In 1858 the Naylor family of Leighton Hall arranged for a plant collector to sail to America and bring back pots of Redwood seedlings as they had great plans of creating the largest Redwood Grove in Europe. The botanical name given to the young trees was Sequoia Sempervirens given in honour of the Native American Chief ‘Sequoia’  in California where the trees were originally discovered.  Later the species name of ‘Sempervirens’ was added meaning ever-living in Latin as they live for several thousands of years and it was found that if they were chopped or fell down, they would re-shoot and were also resistant to fire damage due to their thick bark.  The timber also lasts for an exceptionally long time which all goes to make the whole Redwood Grove a very special place.

In 1861 John Naylor built the beautifully ornate Poultry House on the edge of The Grove.  This Victorian aviary has nesting boxes and coops for all kinds of fowl including a swimming pool for the ducks and geese. Collecting foul was the fashion of the time favoured by Queen Victoria and John Naylor gave this Poultry House to his talented fourth daughter Georgina to keep her collection in. In the 1989 The Landmark Trust purchased the Poultry House and fully restored it, along with the adjoining cottage now used by the Landmark Trust as a holiday let.

The infamously fast growing ‘Leylandii’ trees were also  developed in the Pinetum, the name being taken from the name of Leyland which was the original name of the Naylor family.

When the Naylor Estate was sold in 1931 Mr Charles Ackers purchased approx. 1000 acres of woodland and open hillside in Leighton on the side of the Long Mountain facing Powis Castle.  Part of the woodland included the 30 acres of Redwood Grove and Pinetum.

In 1936 a Redwood tree blew down and was left to see what would happen.  Where the branches hit the ground they rooted and the other branches became young trees so in all around 10 trees still thrive from this one fallen one making it known in the village as the Mother Tree.  This tree is also depicted in the badge of Leighton  CP School.

The Grove was gifted by Mr Charles Ackers in 1958 to the Forestry Society (RFS).  The RFS own the chalet on the hill and the current structure was built in 2000 out of donations to the RFS.  The roof is of English Larch shingles that were given by Mr Acker’s daughter who in 2008 planted a Redwood to celebrate her fathers gift 50 year prior.  Also given the honour of planting a Redwood at the commemoration was Mrs Jean Bennett of Goppas, Leighton.
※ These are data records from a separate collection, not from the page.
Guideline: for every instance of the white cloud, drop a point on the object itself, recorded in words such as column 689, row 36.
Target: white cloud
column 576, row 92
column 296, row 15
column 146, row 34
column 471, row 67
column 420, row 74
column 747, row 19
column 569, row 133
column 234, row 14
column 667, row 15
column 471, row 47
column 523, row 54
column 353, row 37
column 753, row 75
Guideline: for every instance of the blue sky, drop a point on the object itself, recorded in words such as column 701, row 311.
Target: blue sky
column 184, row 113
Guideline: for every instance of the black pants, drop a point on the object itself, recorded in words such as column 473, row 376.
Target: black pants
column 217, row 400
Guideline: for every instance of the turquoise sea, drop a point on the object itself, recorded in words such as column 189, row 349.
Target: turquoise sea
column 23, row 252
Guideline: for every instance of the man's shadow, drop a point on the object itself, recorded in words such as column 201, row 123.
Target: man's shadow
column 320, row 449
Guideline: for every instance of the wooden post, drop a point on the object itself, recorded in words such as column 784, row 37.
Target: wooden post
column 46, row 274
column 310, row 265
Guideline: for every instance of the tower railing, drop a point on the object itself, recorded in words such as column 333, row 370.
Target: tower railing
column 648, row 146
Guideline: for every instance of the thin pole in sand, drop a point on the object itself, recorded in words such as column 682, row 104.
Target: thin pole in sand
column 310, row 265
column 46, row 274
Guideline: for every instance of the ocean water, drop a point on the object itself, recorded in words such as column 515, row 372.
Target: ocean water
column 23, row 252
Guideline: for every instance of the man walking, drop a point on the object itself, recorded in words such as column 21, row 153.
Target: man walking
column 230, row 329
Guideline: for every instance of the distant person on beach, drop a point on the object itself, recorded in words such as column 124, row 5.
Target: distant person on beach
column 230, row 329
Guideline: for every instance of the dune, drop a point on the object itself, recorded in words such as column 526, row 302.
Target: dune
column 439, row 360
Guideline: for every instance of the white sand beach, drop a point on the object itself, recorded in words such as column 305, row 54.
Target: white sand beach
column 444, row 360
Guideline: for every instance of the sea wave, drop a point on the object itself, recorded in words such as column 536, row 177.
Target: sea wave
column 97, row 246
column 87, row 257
Today the Grove has the greatest volume of timber per acre in Britain around 24,766 hoppus foot per acre. 20cu metres in volume, 32% being bark.

To arrange a visit to the Redwood Grove please contact the Warden Mr David Williams on 01766 762 280 or contact The Royal Forestry Society direct.

3 Comments so far

  1. J R T wrote on Friday 8 June 2012 at 15:18:

    Sorry if I am being something of a pedant, but I think the poultry house was to house FOWL. Nevertheless, thank you for an interesting article.

  2. Dave McCourt wrote on Wednesday 15 May 2013 at 17:11:

    Thanks JRT. This has now been fixed.

  3. Helen Von Salzen wrote on Friday 23 June 2017 at 21:43:

    Learned of your Redwood Grove from the novel, AT THE EDGE OF THE ORCHARD, by Tracy Chevalier. I live in Pinehurst, North Carolina (USA) where our local villages and environs are our own kind of “Pinetum” but I am happy to know that California redwoods live in Wales. My son, Greg Jones, and his wife and children are proud of their Welsh surname and heritage. Take good care of those American trees!